The United States will not invite representatives of Venezuelan dictator Nicolás Maduro or Nicaragua to next month’s Summit of the Americas in Los Angeles, an official confirmed Thursday.
“Absolutely not. We don’t recognize them as a sovereign government,” Kevin O’Reilly, the summit’s coordinator, told a Senate committee when asked about the Maduro regime’s involvement. The United States considers Maduro illegitimate and recognizes opposition leader Juan Guaidó as interim president.
Regarding the participation in the summit of the Nicaraguan president, Daniel Ortega, accused of increasing authoritarianism, O’Reilly also gave a definitive “no.”
He gave a less clear answer when asked if representatives of the Cuban regime would attend, saying that the White House was in charge of the invitations but that none had been sent “to my knowledge.”

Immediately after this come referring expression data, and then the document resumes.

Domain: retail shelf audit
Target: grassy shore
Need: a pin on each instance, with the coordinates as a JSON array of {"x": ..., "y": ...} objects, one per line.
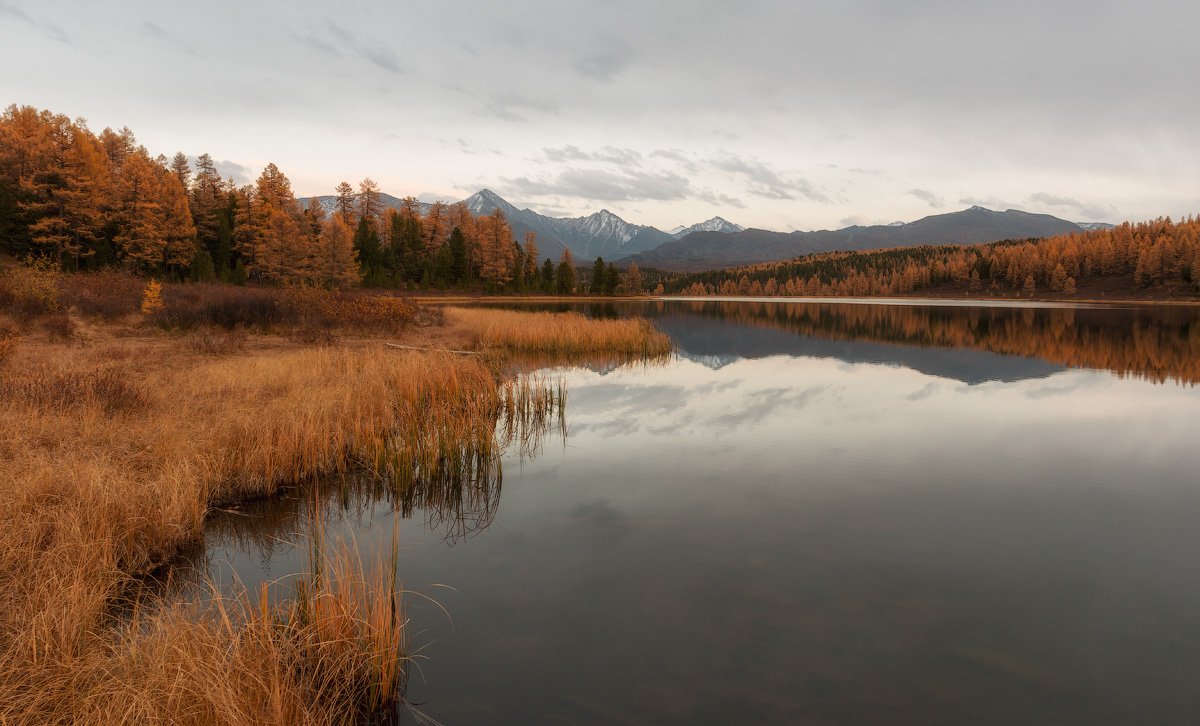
[{"x": 120, "y": 430}]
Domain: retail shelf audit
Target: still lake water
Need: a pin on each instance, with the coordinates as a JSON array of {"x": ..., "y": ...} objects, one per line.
[{"x": 819, "y": 513}]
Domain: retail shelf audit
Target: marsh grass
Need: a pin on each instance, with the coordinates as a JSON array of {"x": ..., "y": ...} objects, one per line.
[
  {"x": 559, "y": 333},
  {"x": 113, "y": 456}
]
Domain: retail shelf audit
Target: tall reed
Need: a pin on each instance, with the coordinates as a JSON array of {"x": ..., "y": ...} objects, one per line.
[{"x": 559, "y": 333}]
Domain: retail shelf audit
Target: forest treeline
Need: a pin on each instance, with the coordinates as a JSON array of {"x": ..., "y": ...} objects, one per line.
[
  {"x": 1155, "y": 345},
  {"x": 91, "y": 201},
  {"x": 1159, "y": 255}
]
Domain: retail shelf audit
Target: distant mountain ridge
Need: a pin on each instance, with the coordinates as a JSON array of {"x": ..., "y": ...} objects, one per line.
[
  {"x": 718, "y": 243},
  {"x": 714, "y": 225},
  {"x": 599, "y": 234},
  {"x": 707, "y": 251}
]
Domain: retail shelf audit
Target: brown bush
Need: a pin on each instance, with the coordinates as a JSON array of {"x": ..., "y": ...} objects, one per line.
[
  {"x": 31, "y": 289},
  {"x": 59, "y": 327},
  {"x": 324, "y": 310},
  {"x": 9, "y": 339},
  {"x": 217, "y": 342},
  {"x": 211, "y": 305},
  {"x": 427, "y": 316},
  {"x": 106, "y": 293},
  {"x": 51, "y": 389}
]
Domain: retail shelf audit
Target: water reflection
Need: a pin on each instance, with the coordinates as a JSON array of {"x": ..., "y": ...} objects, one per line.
[{"x": 823, "y": 514}]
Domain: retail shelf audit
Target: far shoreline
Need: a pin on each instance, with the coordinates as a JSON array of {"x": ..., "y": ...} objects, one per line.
[{"x": 930, "y": 301}]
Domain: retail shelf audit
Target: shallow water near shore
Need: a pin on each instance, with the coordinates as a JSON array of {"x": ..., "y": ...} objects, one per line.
[{"x": 813, "y": 513}]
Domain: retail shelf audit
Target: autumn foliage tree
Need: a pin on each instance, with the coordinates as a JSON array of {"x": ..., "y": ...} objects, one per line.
[
  {"x": 85, "y": 201},
  {"x": 1161, "y": 253}
]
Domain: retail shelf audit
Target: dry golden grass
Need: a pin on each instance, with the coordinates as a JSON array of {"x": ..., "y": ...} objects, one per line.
[
  {"x": 559, "y": 333},
  {"x": 115, "y": 445},
  {"x": 111, "y": 457}
]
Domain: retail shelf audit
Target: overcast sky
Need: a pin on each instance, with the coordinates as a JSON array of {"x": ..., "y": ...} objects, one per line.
[{"x": 775, "y": 114}]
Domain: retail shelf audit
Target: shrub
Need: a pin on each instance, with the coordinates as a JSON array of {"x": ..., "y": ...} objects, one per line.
[
  {"x": 315, "y": 307},
  {"x": 59, "y": 327},
  {"x": 303, "y": 311},
  {"x": 9, "y": 339},
  {"x": 105, "y": 293},
  {"x": 34, "y": 288},
  {"x": 151, "y": 299},
  {"x": 47, "y": 388},
  {"x": 186, "y": 307},
  {"x": 217, "y": 342}
]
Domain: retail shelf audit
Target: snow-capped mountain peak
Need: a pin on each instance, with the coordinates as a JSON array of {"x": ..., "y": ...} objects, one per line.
[
  {"x": 485, "y": 202},
  {"x": 714, "y": 225}
]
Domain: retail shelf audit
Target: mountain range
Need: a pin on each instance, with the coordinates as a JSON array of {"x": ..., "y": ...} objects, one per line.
[{"x": 718, "y": 243}]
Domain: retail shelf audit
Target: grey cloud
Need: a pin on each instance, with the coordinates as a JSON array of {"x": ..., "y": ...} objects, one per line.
[
  {"x": 679, "y": 157},
  {"x": 49, "y": 29},
  {"x": 160, "y": 33},
  {"x": 767, "y": 183},
  {"x": 377, "y": 54},
  {"x": 1092, "y": 211},
  {"x": 604, "y": 66},
  {"x": 232, "y": 169},
  {"x": 989, "y": 202},
  {"x": 928, "y": 197},
  {"x": 719, "y": 198},
  {"x": 605, "y": 186},
  {"x": 510, "y": 108},
  {"x": 317, "y": 43},
  {"x": 606, "y": 155}
]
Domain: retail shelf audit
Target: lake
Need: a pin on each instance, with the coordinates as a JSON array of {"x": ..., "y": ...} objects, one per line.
[{"x": 815, "y": 513}]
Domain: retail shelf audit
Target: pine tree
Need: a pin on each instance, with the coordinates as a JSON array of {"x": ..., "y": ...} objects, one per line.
[
  {"x": 611, "y": 280},
  {"x": 370, "y": 205},
  {"x": 634, "y": 280},
  {"x": 435, "y": 227},
  {"x": 457, "y": 246},
  {"x": 339, "y": 267},
  {"x": 366, "y": 246},
  {"x": 564, "y": 277},
  {"x": 599, "y": 276},
  {"x": 181, "y": 169},
  {"x": 531, "y": 256},
  {"x": 209, "y": 204}
]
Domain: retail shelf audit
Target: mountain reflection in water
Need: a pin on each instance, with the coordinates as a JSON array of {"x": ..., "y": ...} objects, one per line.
[{"x": 819, "y": 513}]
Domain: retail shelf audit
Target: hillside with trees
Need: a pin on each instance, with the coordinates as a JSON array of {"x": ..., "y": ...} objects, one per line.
[
  {"x": 1159, "y": 258},
  {"x": 91, "y": 201}
]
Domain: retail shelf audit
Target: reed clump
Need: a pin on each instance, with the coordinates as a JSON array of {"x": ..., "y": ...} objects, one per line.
[
  {"x": 112, "y": 456},
  {"x": 567, "y": 333}
]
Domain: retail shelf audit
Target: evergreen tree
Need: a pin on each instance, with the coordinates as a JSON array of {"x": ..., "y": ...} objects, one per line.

President Joe Biden wants the Summit of the Americas to showcase democracy in Latin America and increase cooperation on migration, a key political priority for the United States.
But several nations led by Mexico have threatened to boycott or downgrade participation if the United States does not invite every country in the hemisphere.
O’Reilly said the administration was “constantly in dialogue” with Mexico. “Certainly we are having conversations with the government of Mexico and all the governments in the region about structuring and organization,” he said.
The Biden administration also said it plans to invite civil society groups from across Latin America.
For his part, Brazilian President Jair Bolsonaro confirmed his attendance at the summit, to be held in June in Los Angeles, where he is scheduled to have a bilateral meeting with his American counterpart, Joe Biden.
The president of the South American giant, who will seek reelection in October, had left his participation up in the air, but has finally chosen to attend the continental meeting in the Californian city, which will take place between June 6 and 10.